Employeurs, êtes-vous prêts à aller au-delà du salaire?
Olivier Schmouker|Publié le 08 novembre 2019Un sujet qui fâche, surtout les meilleurs talents... (Photo: Kal Visuals/Unsplash)
BLOGUE. «Pénurie de talents!», «Pénurie de talents!», «Pénurie de talents!»… Aujourd’hui, pas un employeur ne se plaint du manque criant de main-d’œuvre qualifiée. Pas un ne s’arrache les cheveux chaque fois qu’il est contraint de refuser un juteux contrat, sachant pertinemment que son équipe en place ne pourra jamais livrer la marchandise. Pas vrai?
Il est vrai que la démographie – le départ à la retraite des baby-boomers, le faible nombre des milléniaux – ne joue pas en faveur des employeurs. Il est également vrai que la politique anti-immigrants du gouvernement Legault – abaissement drastique des seuils d’immigration, durcissement des conditions d’admissibilité… – leur met des bâtons dans les roues. Cela étant, les employeurs ne gagneraient-ils pas à s’adapter à la nouvelle donne, plutôt que de passer leur temps à se lamenter sur leur sort?
«À mes yeux, il y a clairement un enjeu de comportement pour les employeurs : il leur faut impérativement changer d’attitude en matière d’attraction et de rétention des nouveaux talents, sans quoi ils vont continuer de filer droit dans le mur», a d’ailleurs lancé cette semaine Éric Bélair, gestionnaire, acquisition de talents, de Raymond Chabot Grant Thornton, lors de son animation de l’événement «Pénurie de talents» organisé par Les Affaires.
Changer de comportement, donc?

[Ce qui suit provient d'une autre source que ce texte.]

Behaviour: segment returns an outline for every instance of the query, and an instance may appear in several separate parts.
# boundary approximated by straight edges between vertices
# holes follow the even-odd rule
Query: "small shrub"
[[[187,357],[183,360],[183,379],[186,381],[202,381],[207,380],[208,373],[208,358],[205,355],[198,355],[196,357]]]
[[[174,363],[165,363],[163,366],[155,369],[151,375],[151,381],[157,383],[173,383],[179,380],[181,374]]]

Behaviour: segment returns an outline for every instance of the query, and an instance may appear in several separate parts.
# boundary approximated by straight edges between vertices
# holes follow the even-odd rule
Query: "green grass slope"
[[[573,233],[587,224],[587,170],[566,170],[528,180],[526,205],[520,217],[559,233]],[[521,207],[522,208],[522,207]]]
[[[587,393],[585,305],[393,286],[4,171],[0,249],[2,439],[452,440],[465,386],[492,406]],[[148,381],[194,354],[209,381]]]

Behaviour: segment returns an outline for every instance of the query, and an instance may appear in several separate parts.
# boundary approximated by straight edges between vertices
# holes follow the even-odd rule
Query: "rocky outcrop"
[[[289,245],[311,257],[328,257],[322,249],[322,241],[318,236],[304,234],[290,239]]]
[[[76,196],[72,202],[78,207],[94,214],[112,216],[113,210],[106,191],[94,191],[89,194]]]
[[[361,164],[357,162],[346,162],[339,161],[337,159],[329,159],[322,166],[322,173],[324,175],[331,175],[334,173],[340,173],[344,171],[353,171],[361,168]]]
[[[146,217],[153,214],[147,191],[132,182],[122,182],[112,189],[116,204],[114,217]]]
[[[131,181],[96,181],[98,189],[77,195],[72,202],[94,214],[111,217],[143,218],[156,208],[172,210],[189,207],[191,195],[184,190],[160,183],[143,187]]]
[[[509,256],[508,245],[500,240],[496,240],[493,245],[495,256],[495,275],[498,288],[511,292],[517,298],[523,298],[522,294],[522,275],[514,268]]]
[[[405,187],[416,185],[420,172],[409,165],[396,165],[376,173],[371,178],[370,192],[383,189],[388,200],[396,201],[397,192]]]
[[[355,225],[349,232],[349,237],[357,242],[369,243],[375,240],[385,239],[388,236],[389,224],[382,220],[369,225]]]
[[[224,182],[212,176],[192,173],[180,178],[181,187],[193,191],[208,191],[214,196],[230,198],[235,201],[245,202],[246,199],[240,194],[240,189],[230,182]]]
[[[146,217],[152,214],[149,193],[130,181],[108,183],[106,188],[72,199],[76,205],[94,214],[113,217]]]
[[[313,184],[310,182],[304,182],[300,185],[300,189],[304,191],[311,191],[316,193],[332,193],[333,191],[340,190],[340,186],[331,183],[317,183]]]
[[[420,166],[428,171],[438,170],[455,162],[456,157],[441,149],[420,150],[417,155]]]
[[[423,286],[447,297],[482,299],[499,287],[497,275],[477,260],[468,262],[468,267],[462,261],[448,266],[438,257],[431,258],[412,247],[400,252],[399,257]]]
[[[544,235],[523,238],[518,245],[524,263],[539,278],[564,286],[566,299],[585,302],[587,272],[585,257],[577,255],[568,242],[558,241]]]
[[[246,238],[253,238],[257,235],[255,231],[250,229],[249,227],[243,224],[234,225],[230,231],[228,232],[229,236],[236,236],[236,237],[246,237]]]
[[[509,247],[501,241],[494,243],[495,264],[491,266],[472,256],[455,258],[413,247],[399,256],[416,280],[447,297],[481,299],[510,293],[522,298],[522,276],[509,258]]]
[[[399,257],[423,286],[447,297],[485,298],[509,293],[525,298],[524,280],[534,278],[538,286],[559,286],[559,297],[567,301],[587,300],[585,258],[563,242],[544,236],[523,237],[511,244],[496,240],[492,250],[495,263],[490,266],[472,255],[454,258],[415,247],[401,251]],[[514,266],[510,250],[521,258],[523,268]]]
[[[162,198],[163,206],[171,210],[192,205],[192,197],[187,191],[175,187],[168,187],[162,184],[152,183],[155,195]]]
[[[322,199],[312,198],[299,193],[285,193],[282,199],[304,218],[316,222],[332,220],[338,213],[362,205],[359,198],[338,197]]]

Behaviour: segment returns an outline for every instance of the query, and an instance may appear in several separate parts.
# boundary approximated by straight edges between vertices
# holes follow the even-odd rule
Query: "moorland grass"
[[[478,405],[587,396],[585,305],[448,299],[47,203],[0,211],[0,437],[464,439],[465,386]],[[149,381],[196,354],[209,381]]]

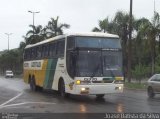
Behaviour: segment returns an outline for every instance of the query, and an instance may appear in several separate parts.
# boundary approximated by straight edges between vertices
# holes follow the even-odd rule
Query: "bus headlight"
[[[85,88],[81,88],[81,91],[85,91],[86,89]]]
[[[76,81],[76,84],[77,84],[77,85],[80,85],[80,84],[81,84],[81,81],[80,81],[80,80],[77,80],[77,81]]]
[[[121,86],[115,87],[115,90],[122,90]]]
[[[119,90],[122,90],[122,87],[120,86],[120,87],[118,87],[118,89],[119,89]]]
[[[86,85],[86,84],[90,84],[91,81],[81,81],[81,80],[76,80],[75,84],[76,85]]]
[[[89,88],[85,88],[85,87],[82,87],[81,88],[81,92],[80,92],[81,94],[88,94],[89,93]]]

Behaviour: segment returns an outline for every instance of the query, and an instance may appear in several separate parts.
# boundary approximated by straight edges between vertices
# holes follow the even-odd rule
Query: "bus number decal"
[[[97,81],[97,78],[84,78],[84,81]]]

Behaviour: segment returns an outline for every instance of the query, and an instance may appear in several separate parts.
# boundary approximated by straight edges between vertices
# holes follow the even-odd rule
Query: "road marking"
[[[0,105],[0,108],[3,107],[3,106],[6,105],[6,104],[12,102],[13,100],[17,99],[17,98],[20,97],[22,94],[23,94],[23,92],[21,92],[20,94],[18,94],[17,96],[15,96],[15,97],[13,97],[13,98],[11,98],[10,100],[4,102],[3,104]]]
[[[16,103],[16,104],[10,104],[10,105],[4,105],[4,106],[0,106],[0,109],[5,108],[5,107],[13,107],[13,106],[20,106],[20,105],[25,105],[25,104],[56,104],[56,103],[50,103],[50,102],[23,102],[23,103]]]

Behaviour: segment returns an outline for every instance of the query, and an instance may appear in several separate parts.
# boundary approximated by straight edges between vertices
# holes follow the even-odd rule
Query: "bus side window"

Mais qu’est-ce à dire, au juste?
Le cabinet-conseil en ressources humaines Robert Half a regardé de près un point précis du processus de recrutement des organisations canadiennes : la négociation du contrat d’embauche. Ce qui lui a permis de faire une découverte renversante:
– «NON». 32% des employés canadiens ont déjà renoncé à une offre d’emploi parce que l’employeur n’était pas disposé à discuter des aspects allant au-delà du salaire. À savoir, entre autres, le titre du poste en jeu, les avantages sociaux, ou encore la possibilité de suivre des programmes de formation.
Autrement dit, 1 Canadien sur 3 a déjà dit «non» à un employeur parce que celui-ci refusait de négocier, parce que celui-ci refusait de considérer autre chose que le salaire, parce que celui-ci refusait de faire preuve de flexibilité. Incroyable, mais vrai.
Bien entendu, Robert Half s’est aussitôt retourné vers les employeurs, histoire de vérifier si c’était bien vrai ce que disaient ces talents-là, lesquels avaient été à deux doigts de dire «oui» et – de toute évidence – ne considéreront plus jamais la moindre offre en provenance de ces employeurs-là.
Résultats? Les voici:
– 62% des employeurs canadiens se disent ouverts à une discussion sur le salaire.
– 48%, sur les avantages sociaux.
– 44%, sur les programmes de formation.
– 43%, sur le télétravail et autres arrangements d’horaires de travail.
– 37%, sur le titre du poste en jeu.
Bref, les employeurs vraiment ouverts à une discussion allant au-delà du salaire sont minoritaires. Il y a bel et bien une rigidité palpable chez la majorité des employeurs dès lors que les termes «avantages sociaux», «formation» et «télétravail» sont évoqués. Une rigidité qui a le chic de refroidir les talents qui sont en mesure de dire «non» à une offre, et donc, les meilleurs talents qui soient puisqu’ils savent très bien qu’un autre employeur leur offrira demain matin des conditions de travail propices à leur épanouissement professionnel.
«Pour attirer et conserver les meilleurs, les organisations canadiennes doivent saisir que ce qui est important à leurs yeux va au-delà du salaire, dit David King, président, district principal, de Robert Half. Elles doivent s’ouvrir à des discussions sur, par exemple, l’équilibre entre le travail et la vie privée, les avantages sociaux et les possibilités d’avancement professionnel. Car tout cela est indispensable pour avoir des employés engagés et motivés.»
Et d’enfoncer le clou : «Au lieu d’éviter de telles négociations, les employeurs devraient plutôt les considérer comme une occasion en or de découvrir ce qui favorisera la rétention de leurs meilleurs employés. De renforcer la confiance du candidat envers son nouvel employeur. Et de positiver l’entretien lui-même.»
Voilà. Chers employeurs, si vous avez la fâcheuse impression de voir les meilleurs candidats vous filer systématiquement sous le nez, vous savez à présent pourquoi. Mieux, vous savez comment ajuster le tir dès demain matin. À vous de jouer!
En passant, le dramaturge français Jacques Deval a dit dans Afin de vivre bel et bien : «Le talent est bien souvent le génie découragé».